Заговор носферату - Виталий Обедин
Шрифт:
Интервал:
Закладка:
- Не говори глупостей, - она рассмеялась. - Как может слабая и одинокая женщина сопротивляться страшному, распаленному похотью Ичче?
Я подавил в себе глупое желание скорчить зверскую рожу. С анчинами никогда не поймешь, говорят они серьезно или нет.
Подхватив Ли-Ши на руки, я быстро поднялся на второй этаж заведения, пересек коридор, толкнул ногой прекрасно знакомую дверь и вошел в личные апартаменты анчинки. Внутри струился дым от сжигаемых палочек с благовониями, и жарко рдела углями бронзовая жаровня. Под потолком висели гирлянды хитрых анчинских бумажных фонариков, излучая мягкий неяркий свет. Убранство комнаты каким-то хитрым образом сочетало утонченную и экзотическую анчинскую роскошь и привычные уранийские вещи вроде банкетки, огромного зеркала перед кроватью и еще пары небольших зеркал в разных углах.
Прикрыв за спиной дверь, я шагнул, было, к кровати, но тут же остановился, смущенный некстати пришедшей в голову мыслью.
- Ши, у меня... есть просьба.
- Да, Ичче-Сет.
Во влажных и темных раскосых глазах анчинки уже разгоралась прекрасно знакомое мне безумное пламя.
- Боюсь, сегодня-завтра мне придется общаться с созданиями, которые очень неровно реагируют на запах крови...
- И?
- Твои коготки, Ши, - чувствуя себя идиотом, сказал я. - Ты не могла бы не выпускать их сегодня наружу? Я не хочу ходить среди вампиров с разодранной спиной и чувствовать себя, точно жареный поросенок на празднике обжор. Они очень... чуткие.
- Ты глупый северный варвар, Сет! - она ударила меня по руке. - Как я могу думать о твоей спине, когда не владею собой? Хотя... там возле зеркала есть шелковый шарф. Видишь?
- Ммм...
Я затоптался, продолжая держать ее на руках и пытаясь сообразить, под каким из трех, установленных в комнате зеркал лежит пресловутый шарф. И как он поможет мне уберечься от когтей Ли-Ши. Спину, что ли бинтовать будем?
- Что ты на него смотришь, глупый. Свяжи меня!
***
Общение живых с теми, кто уже умер, но не захотел успокоиться, накладывает на обе стороны серьезные обязательства. Первым надо регулярно доказывать собеседнику, что ты - вовсе даже не добыча, как бы соблазнительно не выглядел. Вторым - найти в себе силы с подобными доказательствами смириться.
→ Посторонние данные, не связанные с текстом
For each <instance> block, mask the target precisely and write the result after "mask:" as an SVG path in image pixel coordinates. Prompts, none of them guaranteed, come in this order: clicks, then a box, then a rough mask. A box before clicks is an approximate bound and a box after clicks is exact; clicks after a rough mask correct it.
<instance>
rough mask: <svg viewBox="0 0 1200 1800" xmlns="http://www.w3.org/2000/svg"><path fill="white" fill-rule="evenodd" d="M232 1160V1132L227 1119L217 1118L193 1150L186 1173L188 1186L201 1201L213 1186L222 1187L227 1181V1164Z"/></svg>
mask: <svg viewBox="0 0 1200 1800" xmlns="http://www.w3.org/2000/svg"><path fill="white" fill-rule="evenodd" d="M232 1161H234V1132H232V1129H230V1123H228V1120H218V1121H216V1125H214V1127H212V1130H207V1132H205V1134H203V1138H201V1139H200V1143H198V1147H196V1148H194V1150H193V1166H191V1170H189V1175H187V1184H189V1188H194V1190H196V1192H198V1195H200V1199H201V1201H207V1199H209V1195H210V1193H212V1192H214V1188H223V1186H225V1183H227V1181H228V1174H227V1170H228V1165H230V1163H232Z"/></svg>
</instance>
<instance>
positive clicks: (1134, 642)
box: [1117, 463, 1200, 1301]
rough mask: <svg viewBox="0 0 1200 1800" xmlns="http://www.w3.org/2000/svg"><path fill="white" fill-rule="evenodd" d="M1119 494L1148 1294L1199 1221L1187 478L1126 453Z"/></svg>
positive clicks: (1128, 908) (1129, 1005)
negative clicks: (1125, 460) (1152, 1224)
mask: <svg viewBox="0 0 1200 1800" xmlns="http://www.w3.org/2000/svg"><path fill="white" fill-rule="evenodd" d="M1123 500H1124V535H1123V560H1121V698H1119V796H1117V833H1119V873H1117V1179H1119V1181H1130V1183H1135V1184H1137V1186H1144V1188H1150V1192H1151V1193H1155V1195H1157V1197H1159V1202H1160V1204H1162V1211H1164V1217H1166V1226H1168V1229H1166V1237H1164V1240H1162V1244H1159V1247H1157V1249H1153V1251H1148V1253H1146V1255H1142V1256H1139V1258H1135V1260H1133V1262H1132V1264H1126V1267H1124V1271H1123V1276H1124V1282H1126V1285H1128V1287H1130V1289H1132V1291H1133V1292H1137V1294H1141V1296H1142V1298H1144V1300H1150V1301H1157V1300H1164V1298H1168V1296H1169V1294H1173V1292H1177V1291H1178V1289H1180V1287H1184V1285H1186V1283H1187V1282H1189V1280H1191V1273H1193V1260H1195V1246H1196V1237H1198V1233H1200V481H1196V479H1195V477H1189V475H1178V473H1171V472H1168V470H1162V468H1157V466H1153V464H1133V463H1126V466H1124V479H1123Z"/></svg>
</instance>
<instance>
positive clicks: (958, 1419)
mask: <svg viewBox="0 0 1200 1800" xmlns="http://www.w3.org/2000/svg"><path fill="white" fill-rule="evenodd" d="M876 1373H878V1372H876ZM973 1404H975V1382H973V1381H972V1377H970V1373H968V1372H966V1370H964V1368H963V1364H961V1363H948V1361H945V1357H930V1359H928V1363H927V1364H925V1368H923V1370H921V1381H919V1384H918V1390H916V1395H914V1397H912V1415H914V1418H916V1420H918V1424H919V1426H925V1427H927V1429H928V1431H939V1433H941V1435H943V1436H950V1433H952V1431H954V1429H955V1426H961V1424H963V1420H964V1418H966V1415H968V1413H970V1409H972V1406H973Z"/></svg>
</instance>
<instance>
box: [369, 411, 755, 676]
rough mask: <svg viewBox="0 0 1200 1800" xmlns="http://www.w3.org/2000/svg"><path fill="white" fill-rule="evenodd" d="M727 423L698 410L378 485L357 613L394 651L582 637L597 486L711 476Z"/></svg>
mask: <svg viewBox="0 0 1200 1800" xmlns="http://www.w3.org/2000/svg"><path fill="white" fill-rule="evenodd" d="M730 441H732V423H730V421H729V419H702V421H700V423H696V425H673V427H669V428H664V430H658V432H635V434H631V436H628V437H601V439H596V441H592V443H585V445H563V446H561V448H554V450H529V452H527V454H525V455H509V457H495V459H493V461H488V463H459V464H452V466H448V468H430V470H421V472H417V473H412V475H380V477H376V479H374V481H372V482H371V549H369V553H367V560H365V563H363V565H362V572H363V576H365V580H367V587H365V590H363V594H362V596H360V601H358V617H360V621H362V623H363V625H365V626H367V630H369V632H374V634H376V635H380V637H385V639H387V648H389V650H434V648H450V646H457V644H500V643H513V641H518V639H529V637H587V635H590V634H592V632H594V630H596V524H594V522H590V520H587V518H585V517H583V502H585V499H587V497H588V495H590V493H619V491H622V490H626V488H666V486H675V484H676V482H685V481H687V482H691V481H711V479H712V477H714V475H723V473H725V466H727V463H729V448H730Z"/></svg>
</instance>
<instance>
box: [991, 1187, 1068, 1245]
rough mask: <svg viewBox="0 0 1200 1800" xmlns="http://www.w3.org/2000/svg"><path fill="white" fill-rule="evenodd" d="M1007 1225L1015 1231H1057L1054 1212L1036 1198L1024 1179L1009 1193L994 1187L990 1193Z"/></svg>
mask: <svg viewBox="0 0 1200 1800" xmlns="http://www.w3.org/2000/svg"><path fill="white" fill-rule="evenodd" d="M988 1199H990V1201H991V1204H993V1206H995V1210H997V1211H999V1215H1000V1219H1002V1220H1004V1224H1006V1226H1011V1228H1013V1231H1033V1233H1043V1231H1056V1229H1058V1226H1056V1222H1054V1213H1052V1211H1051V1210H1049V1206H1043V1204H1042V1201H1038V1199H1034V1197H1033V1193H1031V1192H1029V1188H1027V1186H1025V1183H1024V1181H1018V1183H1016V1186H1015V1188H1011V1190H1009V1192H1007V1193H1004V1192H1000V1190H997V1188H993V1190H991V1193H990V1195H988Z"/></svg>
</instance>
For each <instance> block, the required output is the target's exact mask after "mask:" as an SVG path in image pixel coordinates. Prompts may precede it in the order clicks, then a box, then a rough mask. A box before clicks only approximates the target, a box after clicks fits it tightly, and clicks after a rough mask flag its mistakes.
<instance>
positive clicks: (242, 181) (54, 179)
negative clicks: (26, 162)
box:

Конечно, наличие серебряных Скрижалей в груди носферату в известной степени облегчает диалог, но не следует забывать, что вампиры умеют убивать не только укусом в шею. Многие после перерождения обретают чудовищную силу - вполне достаточную, например, чтобы вырвать заживо из человека ту или иную конечность. И не одну, если потребуется. А проделать это при нужде им не помешает никакая Скрижаль.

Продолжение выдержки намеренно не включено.